We read that “Despite the likely costs for students who misbehave—and their belief that discipline is racially biased—many African American teachers say suspensions, expulsions, and other forms of ‘exclusionary discipline’ should be used more often.” In fact, Black teachers are more likely than White teachers to argue that suspensions are used too sparingly.
Some of the quotes from teachers in the Fordham study are heartbreaking to read, if unsurprising to today’s classroom practitioners:
“Over the course of my career, disrespect for adults on campus has grown.”
“The students were awful to me. I would cry in my car some days.”
“There are very few consequences for student misbehavior. Students have learned this and know they can get away with anything.”

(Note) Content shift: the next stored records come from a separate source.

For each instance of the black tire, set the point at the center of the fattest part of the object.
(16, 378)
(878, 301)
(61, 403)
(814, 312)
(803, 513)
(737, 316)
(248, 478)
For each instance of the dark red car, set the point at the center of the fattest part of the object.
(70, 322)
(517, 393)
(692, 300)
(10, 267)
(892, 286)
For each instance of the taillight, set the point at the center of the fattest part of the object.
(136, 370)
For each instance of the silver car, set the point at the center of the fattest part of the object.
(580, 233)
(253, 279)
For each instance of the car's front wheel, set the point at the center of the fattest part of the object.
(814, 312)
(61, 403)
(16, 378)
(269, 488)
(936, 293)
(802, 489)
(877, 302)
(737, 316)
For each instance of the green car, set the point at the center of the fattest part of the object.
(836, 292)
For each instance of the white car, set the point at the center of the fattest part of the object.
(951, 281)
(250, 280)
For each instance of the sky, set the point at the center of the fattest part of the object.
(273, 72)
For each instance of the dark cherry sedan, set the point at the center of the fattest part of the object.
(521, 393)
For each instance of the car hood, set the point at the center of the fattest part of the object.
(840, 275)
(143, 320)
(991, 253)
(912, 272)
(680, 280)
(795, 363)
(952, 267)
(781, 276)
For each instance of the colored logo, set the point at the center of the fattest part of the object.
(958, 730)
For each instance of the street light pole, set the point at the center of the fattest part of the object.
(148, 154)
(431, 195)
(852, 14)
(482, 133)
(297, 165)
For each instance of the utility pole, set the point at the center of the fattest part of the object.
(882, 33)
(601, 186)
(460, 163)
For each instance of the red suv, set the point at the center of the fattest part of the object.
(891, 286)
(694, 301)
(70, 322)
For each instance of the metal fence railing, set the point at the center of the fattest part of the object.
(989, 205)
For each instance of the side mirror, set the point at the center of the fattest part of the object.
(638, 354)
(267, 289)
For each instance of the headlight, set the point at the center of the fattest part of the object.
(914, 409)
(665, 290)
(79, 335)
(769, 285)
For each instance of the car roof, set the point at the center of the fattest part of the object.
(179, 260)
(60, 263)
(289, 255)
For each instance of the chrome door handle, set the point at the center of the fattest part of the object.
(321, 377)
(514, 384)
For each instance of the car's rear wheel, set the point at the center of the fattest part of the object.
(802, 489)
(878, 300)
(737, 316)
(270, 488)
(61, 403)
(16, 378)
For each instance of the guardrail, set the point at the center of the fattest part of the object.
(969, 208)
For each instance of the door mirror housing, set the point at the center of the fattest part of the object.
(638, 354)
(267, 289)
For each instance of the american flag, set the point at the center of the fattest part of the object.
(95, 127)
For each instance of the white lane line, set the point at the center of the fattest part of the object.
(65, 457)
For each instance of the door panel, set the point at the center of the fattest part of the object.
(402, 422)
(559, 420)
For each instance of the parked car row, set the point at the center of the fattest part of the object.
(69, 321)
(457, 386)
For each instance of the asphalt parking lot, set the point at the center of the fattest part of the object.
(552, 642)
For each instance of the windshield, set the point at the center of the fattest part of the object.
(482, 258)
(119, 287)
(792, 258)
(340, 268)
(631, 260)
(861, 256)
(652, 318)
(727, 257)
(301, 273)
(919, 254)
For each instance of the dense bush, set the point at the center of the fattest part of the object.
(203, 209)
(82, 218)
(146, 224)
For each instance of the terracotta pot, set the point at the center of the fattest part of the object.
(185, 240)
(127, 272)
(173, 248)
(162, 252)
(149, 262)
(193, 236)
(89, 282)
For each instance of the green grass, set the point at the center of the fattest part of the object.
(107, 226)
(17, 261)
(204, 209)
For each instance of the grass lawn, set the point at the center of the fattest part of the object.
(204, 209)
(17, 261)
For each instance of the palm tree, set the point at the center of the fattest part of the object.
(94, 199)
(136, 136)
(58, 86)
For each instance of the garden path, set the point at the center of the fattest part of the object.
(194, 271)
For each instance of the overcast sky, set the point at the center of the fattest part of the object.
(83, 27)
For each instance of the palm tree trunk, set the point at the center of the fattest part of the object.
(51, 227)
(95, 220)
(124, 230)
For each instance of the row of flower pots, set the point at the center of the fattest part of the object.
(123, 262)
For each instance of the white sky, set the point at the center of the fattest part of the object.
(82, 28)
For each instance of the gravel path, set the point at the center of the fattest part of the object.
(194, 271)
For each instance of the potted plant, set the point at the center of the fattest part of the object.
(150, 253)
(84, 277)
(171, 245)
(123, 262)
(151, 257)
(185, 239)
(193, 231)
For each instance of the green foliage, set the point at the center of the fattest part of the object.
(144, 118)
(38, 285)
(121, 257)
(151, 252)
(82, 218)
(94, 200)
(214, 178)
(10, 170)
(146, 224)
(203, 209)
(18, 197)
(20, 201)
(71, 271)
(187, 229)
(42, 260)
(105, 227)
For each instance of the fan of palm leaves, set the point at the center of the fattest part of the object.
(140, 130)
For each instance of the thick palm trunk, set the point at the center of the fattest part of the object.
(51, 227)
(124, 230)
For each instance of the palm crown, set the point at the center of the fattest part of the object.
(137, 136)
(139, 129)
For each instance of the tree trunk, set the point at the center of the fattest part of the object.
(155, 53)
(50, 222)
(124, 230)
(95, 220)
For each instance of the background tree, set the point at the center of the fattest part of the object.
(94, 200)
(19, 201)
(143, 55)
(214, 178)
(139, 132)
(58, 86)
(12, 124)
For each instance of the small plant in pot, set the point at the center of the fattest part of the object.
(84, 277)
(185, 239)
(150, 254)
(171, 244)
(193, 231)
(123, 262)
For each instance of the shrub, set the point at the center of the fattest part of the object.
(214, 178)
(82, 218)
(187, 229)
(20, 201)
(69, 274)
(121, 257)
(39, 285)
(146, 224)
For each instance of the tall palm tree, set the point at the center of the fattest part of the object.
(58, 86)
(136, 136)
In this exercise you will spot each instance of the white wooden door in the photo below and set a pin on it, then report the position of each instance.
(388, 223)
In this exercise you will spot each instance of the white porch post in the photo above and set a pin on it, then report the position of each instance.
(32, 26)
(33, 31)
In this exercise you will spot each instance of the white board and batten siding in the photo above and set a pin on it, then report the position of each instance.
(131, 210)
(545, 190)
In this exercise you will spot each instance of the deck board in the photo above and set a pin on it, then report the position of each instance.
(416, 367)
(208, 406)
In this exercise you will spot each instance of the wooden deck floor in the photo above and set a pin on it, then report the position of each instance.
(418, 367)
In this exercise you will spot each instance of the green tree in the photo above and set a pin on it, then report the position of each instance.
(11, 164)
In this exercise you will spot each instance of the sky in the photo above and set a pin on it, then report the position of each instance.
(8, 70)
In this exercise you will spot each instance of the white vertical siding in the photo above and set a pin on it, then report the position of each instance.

The teachers whom students come back to thank later in life are usually those who set high expectations for their students, who challenge them, who hold them accountable. As Mark Edmundson writes in his excellent book, Teacher: The One Who Made the Difference: “The two greatest teachers we know in the West, Socrates and Jesus, were not without kindness, to be sure, but both had a sharp edge. Jesus asked people to do the impossible. He wanted them to give up all of their possessions and follow him, to change their lives utterly around. Socrates asked one badgering question after another about why his contemporaries behaved as they did.” In sum, “the great teachers who matter the most” do not always come in an “all-benevolent mode.”
All well-intentioned reformers seem to operate from the premise that schools can fix the myriad problems in civil society that our laws and institutions have otherwise failed to fix or improve. But our schools are not and cannot be cure-alls. They cannot make up for students’ unstable home lives, the drug addiction of parents, insufficient medical care, poor nutrition, poverty, or neighborhoods where violence and profanity are ubiquitous and trust is fleeting.
As Nick Hanauer, venture capitalist and founder of the public-policy group Civic Ventures, wrote, “Long ago, I was captivated by a seductively intuitive idea, one many of my wealthy friends still subscribe to: that both poverty and rising inequality are largely consequences of America’s failing education system. Fix that, I believed, and we could cure much of what ails America.”
Hanauer, like so many, had fallen prey to what I call “the magical solution illusion in education”—the idea that an illusive cure-all exists and modern educators need only to discover and implement it. There is nothing less magical and more illusionary than to believe lax discipline policies lead to better student behaviors.
I know that heroism in the classroom is possible, that a single teacher can be a transcendent figure for a child—a guide to a path of knowledge rather than ignorance, achievement rather than aimlessness, human engagement rather than human neglect. But it is both misguided and arrogant to believe that school faculties and services can supplant families and neighborhoods. Classrooms are places of impermanence, of transition from one class, one grade, to another. One’s family, whether united or broken, whether you like it or not, is forever. Inevitably, parents are the primary instructors of their children, and the culture in which children are brought up is formative. School is only one part of a young person’s education and path to maturity.